Hexcore
2 dk
16 Haziran 2026
## Oracle's AI Woes: Investors Concerned About Rising Expenses and Debt ##
Oracle, a long-time player in the cloud computing sector, has been making moves to strengthen its position against major rivals like Amazon and Microsoft. The company has signed agreements with OpenAI and Meta to develop cutting-edge AI capabilities.
However, Oracle's investors are growing concerned about the company's financial situation. With no steady cash inflow from big tech companies, Oracle is being forced to dip into its own reserves to fund its AI development efforts.
According to JMP Securities, Oracle's accelerated data center buildout is eating away at its short-term gross margin and raising questions among investors about capital expenditures, financing, and returns.
The company expects to spend around $70 billion in net capital expenditures this year, with plans to finance it through a combination of debt and equity, including a previously announced $20 billion share repurchase program.

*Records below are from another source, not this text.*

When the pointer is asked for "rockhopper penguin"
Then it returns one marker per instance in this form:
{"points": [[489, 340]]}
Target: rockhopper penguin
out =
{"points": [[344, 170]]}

This comes on top of the $43 billion in debt funding and $5 billion in equity the company secured last May.
As analysts at Melius Research point out, Oracle's aggressive spending could be unsustainable if it fails to generate sufficient returns from its AI initiatives. Moreover, slowing down competitors' spending is unlikely, and Oracle may need to find ways to slow down its own expenses to maintain its market share.
Globally, Morgan Stanley predicts that debt financing for AI-related projects will increase by two-thirds by 2026, reaching approximately $570 billion. By 2027, cloud service providers are expected to spend over $1 trillion on AI infrastructure.
Oracle's projected 2026 expenses far exceed its usual spending patterns, resulting in a free cash flow deficit of $23.7 billion, compared to just $394 million in the previous year.